The America’s Cup Arbitration Panel issued a ruling overnight that effectively cancels the use of the inner harbour stadium race courses for all racing of the Prada Cup, the challenger selection series to be held in January and February 2021, along with the America’s Cup Match itself, scheduled for March 6-21.
As the defending champion from the 2017 America’s Cup, ETNZ has held the right to organise the next edition and had been planning to include two courses in the Rangitoto Channel nearest to Auckland’s inner city waterfront and along the North Shore’s eastern beaches.
This would have allowed land-based spectators a closer view of the action, with ETNZ stating the images with Auckland City as a backdrop during racing had always been a “critical part” of showcasing Auckland and New Zealand to the world in an event with a significant global audience.
“Quite frankly we are outraged by this decision, it has gone against everything we have been trying to achieve over the last three years, with no consideration to the effect this has on the public of New Zealand and the city of Auckland,” said ETNZ CEO Grant Dalton.

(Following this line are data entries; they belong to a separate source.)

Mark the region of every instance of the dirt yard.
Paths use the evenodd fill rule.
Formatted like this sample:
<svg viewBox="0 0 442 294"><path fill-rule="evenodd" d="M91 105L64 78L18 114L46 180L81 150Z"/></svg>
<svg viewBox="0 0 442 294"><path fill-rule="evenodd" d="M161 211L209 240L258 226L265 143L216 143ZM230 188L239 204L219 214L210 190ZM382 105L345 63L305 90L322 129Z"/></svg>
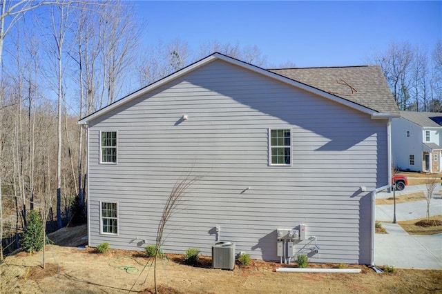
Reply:
<svg viewBox="0 0 442 294"><path fill-rule="evenodd" d="M401 171L398 173L408 178L409 185L425 185L429 179L431 180L433 178L438 179L438 183L442 182L441 180L442 179L442 173L426 173Z"/></svg>
<svg viewBox="0 0 442 294"><path fill-rule="evenodd" d="M75 237L68 237L70 230ZM78 239L84 229L68 228L59 233L72 240ZM51 235L56 239L57 232ZM361 268L362 273L276 273L280 264L253 260L251 266L236 266L231 271L211 268L210 257L202 256L195 267L183 264L182 255L168 257L157 265L162 293L442 293L442 271L397 269L394 274L379 274L364 266L351 265L349 268ZM8 257L0 264L0 292L153 293L152 260L144 253L110 249L99 254L92 248L50 245L46 246L46 259L44 270L41 252Z"/></svg>

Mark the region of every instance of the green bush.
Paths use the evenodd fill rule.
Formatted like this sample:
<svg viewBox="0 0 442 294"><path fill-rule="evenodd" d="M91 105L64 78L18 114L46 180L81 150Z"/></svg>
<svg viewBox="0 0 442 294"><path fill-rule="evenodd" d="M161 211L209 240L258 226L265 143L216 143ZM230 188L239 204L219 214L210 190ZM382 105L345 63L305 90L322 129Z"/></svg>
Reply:
<svg viewBox="0 0 442 294"><path fill-rule="evenodd" d="M186 256L184 256L184 262L186 264L196 266L198 263L198 254L200 249L198 248L189 248L186 251Z"/></svg>
<svg viewBox="0 0 442 294"><path fill-rule="evenodd" d="M383 270L385 273L396 273L396 268L394 268L394 266L384 266Z"/></svg>
<svg viewBox="0 0 442 294"><path fill-rule="evenodd" d="M155 252L157 252L157 257L161 257L164 255L161 248L158 248L158 251L157 251L157 246L154 244L150 244L144 247L144 251L148 257L153 257Z"/></svg>
<svg viewBox="0 0 442 294"><path fill-rule="evenodd" d="M338 264L336 266L336 268L347 268L347 264Z"/></svg>
<svg viewBox="0 0 442 294"><path fill-rule="evenodd" d="M249 253L241 253L240 256L238 257L238 261L242 266L248 266L250 264L251 260Z"/></svg>
<svg viewBox="0 0 442 294"><path fill-rule="evenodd" d="M40 213L30 210L28 214L27 225L20 234L20 244L26 251L39 251L43 248L43 221Z"/></svg>
<svg viewBox="0 0 442 294"><path fill-rule="evenodd" d="M306 268L309 265L309 258L305 254L300 254L296 257L296 263L298 268Z"/></svg>
<svg viewBox="0 0 442 294"><path fill-rule="evenodd" d="M109 249L109 243L103 242L97 246L97 251L99 253L104 253Z"/></svg>

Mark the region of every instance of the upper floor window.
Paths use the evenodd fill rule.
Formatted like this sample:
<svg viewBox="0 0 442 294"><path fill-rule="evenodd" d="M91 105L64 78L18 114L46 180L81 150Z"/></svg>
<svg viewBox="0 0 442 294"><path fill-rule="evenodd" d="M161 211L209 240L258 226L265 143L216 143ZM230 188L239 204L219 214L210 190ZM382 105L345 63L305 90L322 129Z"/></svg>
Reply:
<svg viewBox="0 0 442 294"><path fill-rule="evenodd" d="M100 163L117 163L117 132L100 132Z"/></svg>
<svg viewBox="0 0 442 294"><path fill-rule="evenodd" d="M101 233L105 234L118 233L117 202L101 202L100 206Z"/></svg>
<svg viewBox="0 0 442 294"><path fill-rule="evenodd" d="M270 164L291 164L291 131L289 128L270 130Z"/></svg>

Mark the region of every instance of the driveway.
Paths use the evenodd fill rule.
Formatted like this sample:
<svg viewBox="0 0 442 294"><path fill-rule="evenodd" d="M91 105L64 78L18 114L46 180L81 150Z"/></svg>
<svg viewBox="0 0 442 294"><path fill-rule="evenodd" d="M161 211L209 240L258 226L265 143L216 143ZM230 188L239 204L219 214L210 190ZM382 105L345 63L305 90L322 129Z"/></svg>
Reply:
<svg viewBox="0 0 442 294"><path fill-rule="evenodd" d="M442 234L409 235L397 224L382 226L388 234L375 234L376 265L442 270Z"/></svg>
<svg viewBox="0 0 442 294"><path fill-rule="evenodd" d="M425 185L408 186L396 196L425 191ZM378 198L388 198L393 194L378 193ZM426 215L426 201L416 201L396 205L396 221L414 219ZM376 219L381 222L388 234L375 234L375 264L402 268L442 270L442 234L409 235L398 224L392 224L393 205L376 205ZM430 215L442 215L442 195L439 192L432 198Z"/></svg>

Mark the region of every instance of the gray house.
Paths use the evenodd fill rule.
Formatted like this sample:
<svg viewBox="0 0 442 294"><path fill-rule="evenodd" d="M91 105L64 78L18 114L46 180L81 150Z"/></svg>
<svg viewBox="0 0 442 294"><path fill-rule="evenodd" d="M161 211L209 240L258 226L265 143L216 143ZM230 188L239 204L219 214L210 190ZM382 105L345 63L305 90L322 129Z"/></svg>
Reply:
<svg viewBox="0 0 442 294"><path fill-rule="evenodd" d="M165 252L210 255L225 240L265 260L373 264L398 114L377 66L268 70L215 53L79 121L89 245L155 244L191 170L204 177L168 223Z"/></svg>

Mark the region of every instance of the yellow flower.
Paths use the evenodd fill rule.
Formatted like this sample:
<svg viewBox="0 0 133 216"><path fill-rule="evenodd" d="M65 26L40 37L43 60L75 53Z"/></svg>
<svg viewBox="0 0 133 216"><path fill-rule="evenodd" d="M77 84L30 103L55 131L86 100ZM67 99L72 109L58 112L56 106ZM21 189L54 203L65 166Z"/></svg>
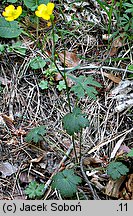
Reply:
<svg viewBox="0 0 133 216"><path fill-rule="evenodd" d="M53 13L54 3L48 3L47 5L41 4L35 11L36 16L43 18L44 20L50 20L50 15Z"/></svg>
<svg viewBox="0 0 133 216"><path fill-rule="evenodd" d="M47 23L47 26L50 27L50 26L51 26L51 22L48 22L48 23Z"/></svg>
<svg viewBox="0 0 133 216"><path fill-rule="evenodd" d="M5 8L2 15L5 17L7 21L13 21L17 19L22 13L22 7L18 6L17 9L13 5L9 5Z"/></svg>

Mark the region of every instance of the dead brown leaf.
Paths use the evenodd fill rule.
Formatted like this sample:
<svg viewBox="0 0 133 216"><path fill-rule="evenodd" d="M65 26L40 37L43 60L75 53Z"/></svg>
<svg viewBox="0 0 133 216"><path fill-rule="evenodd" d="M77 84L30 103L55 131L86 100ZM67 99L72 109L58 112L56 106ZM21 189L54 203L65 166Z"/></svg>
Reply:
<svg viewBox="0 0 133 216"><path fill-rule="evenodd" d="M2 177L11 176L13 173L17 172L17 168L10 164L9 162L0 163L0 172Z"/></svg>
<svg viewBox="0 0 133 216"><path fill-rule="evenodd" d="M93 157L86 157L83 159L83 164L84 165L95 165L95 164L99 164L102 163L103 161L97 157L93 158Z"/></svg>
<svg viewBox="0 0 133 216"><path fill-rule="evenodd" d="M107 77L108 79L112 80L114 83L119 83L121 81L120 77L116 77L113 74L109 74L109 73L104 72L104 76Z"/></svg>
<svg viewBox="0 0 133 216"><path fill-rule="evenodd" d="M125 181L126 176L121 176L117 180L110 180L106 186L105 194L110 197L119 197L120 187L122 183Z"/></svg>
<svg viewBox="0 0 133 216"><path fill-rule="evenodd" d="M60 61L64 64L64 52L61 52L58 55ZM67 67L76 67L79 63L80 59L77 57L76 53L65 51L65 65Z"/></svg>

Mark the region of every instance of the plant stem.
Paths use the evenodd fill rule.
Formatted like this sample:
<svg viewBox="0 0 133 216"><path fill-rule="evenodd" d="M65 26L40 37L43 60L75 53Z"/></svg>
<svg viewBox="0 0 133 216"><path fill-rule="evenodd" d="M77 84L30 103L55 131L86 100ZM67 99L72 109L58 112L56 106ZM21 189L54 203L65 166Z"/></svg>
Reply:
<svg viewBox="0 0 133 216"><path fill-rule="evenodd" d="M76 147L75 147L75 138L74 135L72 135L72 144L73 144L73 151L75 154L75 163L78 163L78 157L77 157L77 153L76 153Z"/></svg>
<svg viewBox="0 0 133 216"><path fill-rule="evenodd" d="M81 130L80 130L80 140L79 140L79 161L81 160L81 157L82 157L82 133L83 133L83 130L81 128Z"/></svg>
<svg viewBox="0 0 133 216"><path fill-rule="evenodd" d="M37 37L37 40L38 40L38 37L39 37L39 34L38 34L38 32L39 32L39 18L38 17L36 17L36 24L37 24L37 26L36 26L36 37Z"/></svg>
<svg viewBox="0 0 133 216"><path fill-rule="evenodd" d="M72 112L71 111L71 100L70 100L69 87L68 87L67 76L66 76L66 71L65 71L65 57L66 57L65 49L64 49L64 71L61 72L60 69L58 68L58 65L56 64L56 58L55 58L55 32L54 32L54 22L53 22L53 20L51 20L51 23L52 23L52 37L53 37L53 48L52 48L53 62L55 64L58 72L61 74L61 76L63 77L63 79L65 81L68 107L69 107L69 111L71 113ZM73 151L74 151L74 154L75 154L75 162L78 163L78 157L77 157L77 153L76 153L74 135L72 135L72 144L73 144Z"/></svg>

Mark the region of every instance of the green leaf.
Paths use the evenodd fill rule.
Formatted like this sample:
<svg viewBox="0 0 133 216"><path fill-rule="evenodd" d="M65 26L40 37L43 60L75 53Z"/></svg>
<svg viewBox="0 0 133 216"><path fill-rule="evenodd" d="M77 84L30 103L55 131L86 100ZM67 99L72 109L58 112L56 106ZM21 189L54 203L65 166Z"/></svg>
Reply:
<svg viewBox="0 0 133 216"><path fill-rule="evenodd" d="M88 119L84 117L78 107L74 108L72 113L68 113L63 117L63 126L69 135L79 132L88 125Z"/></svg>
<svg viewBox="0 0 133 216"><path fill-rule="evenodd" d="M7 2L12 3L12 4L16 3L17 1L18 0L7 0Z"/></svg>
<svg viewBox="0 0 133 216"><path fill-rule="evenodd" d="M36 10L38 5L47 4L49 0L24 0L24 4L26 7L30 8L32 11Z"/></svg>
<svg viewBox="0 0 133 216"><path fill-rule="evenodd" d="M129 169L122 162L111 162L107 167L107 174L111 176L112 179L116 180L123 175L126 175Z"/></svg>
<svg viewBox="0 0 133 216"><path fill-rule="evenodd" d="M42 59L40 56L33 58L30 62L30 66L34 70L43 68L45 65L46 61Z"/></svg>
<svg viewBox="0 0 133 216"><path fill-rule="evenodd" d="M5 51L5 44L0 44L0 54Z"/></svg>
<svg viewBox="0 0 133 216"><path fill-rule="evenodd" d="M44 185L38 184L36 181L32 181L25 189L25 193L29 196L29 198L40 197L44 193Z"/></svg>
<svg viewBox="0 0 133 216"><path fill-rule="evenodd" d="M39 87L40 87L42 90L48 89L48 81L42 80L42 81L39 83Z"/></svg>
<svg viewBox="0 0 133 216"><path fill-rule="evenodd" d="M38 143L43 140L43 136L46 133L45 126L39 126L33 128L26 136L25 141L26 142L35 142Z"/></svg>
<svg viewBox="0 0 133 216"><path fill-rule="evenodd" d="M128 66L128 70L133 71L133 64Z"/></svg>
<svg viewBox="0 0 133 216"><path fill-rule="evenodd" d="M8 22L4 17L0 17L0 37L15 38L22 32L17 21Z"/></svg>
<svg viewBox="0 0 133 216"><path fill-rule="evenodd" d="M81 183L81 178L74 174L73 169L57 173L52 180L52 188L56 188L63 197L72 197Z"/></svg>
<svg viewBox="0 0 133 216"><path fill-rule="evenodd" d="M62 81L59 82L59 84L57 85L57 89L59 91L62 91L63 89L66 89L66 85L65 85L65 81L64 80L62 80Z"/></svg>
<svg viewBox="0 0 133 216"><path fill-rule="evenodd" d="M85 94L87 94L90 98L96 99L98 92L93 86L98 88L101 88L102 86L100 83L95 81L92 76L70 76L70 78L76 82L76 85L71 88L71 91L73 91L79 99L85 97Z"/></svg>
<svg viewBox="0 0 133 216"><path fill-rule="evenodd" d="M20 55L26 54L26 47L24 47L21 41L12 44L12 46L9 46L7 50L8 52L16 52Z"/></svg>
<svg viewBox="0 0 133 216"><path fill-rule="evenodd" d="M127 154L128 157L133 157L133 148L131 149L131 151Z"/></svg>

The New Zealand government and Auckland Council are reported to have invested around NZ$250m (£127.3m/€141m/$166.7m) into the staging of the America’s Cup and ETNZ has said it is considering if there are any options to remedy the decision.
Nick Hill, independent chair of AC36 Chief Executive Group, added: “We’ve been clear that the parties need to work together to resolve these issues as quickly as possible. The uses of the courses and the parameters around their use were agreed to by all of the agencies, including the Challenger of Record representative and the Defender in February.
“We expect to see an event where Aucklanders can share in the experience, and that showcases Auckland to the world, and we will work with the parties to help achieve that outcome.”
For its part, Italian syndicate Luna Rossa, which was supported in its appeal by fellow challengers INEOS Team UK and American Magic, maintained their move was based around the concept of sporting fairness as the two courses in question would not have been available for the entirety of the regatta.
Luna Rossa said in a statement: “In early September, the Challenger of Record discovered, without having been previously involved nor informed by the Defender, that the Round Robins and the Semi-Finals of the Challengers Selection Series – the Prada Cup – could not be sailed on courses B and C, designated as preferred courses for the Final Match. A situation that the Defender had kept hidden since the end of January/beginning of February.”
It added: “The attacks by Emirates Team New Zealand are intended solely at discrediting the Luna Rossa Prada Pirelli team with populist pretexts that tend to mask the attempt to gain an unfair advantage over the Challengers who, we repeat, unanimously supported COR 36 by each lodging their own independent submission.”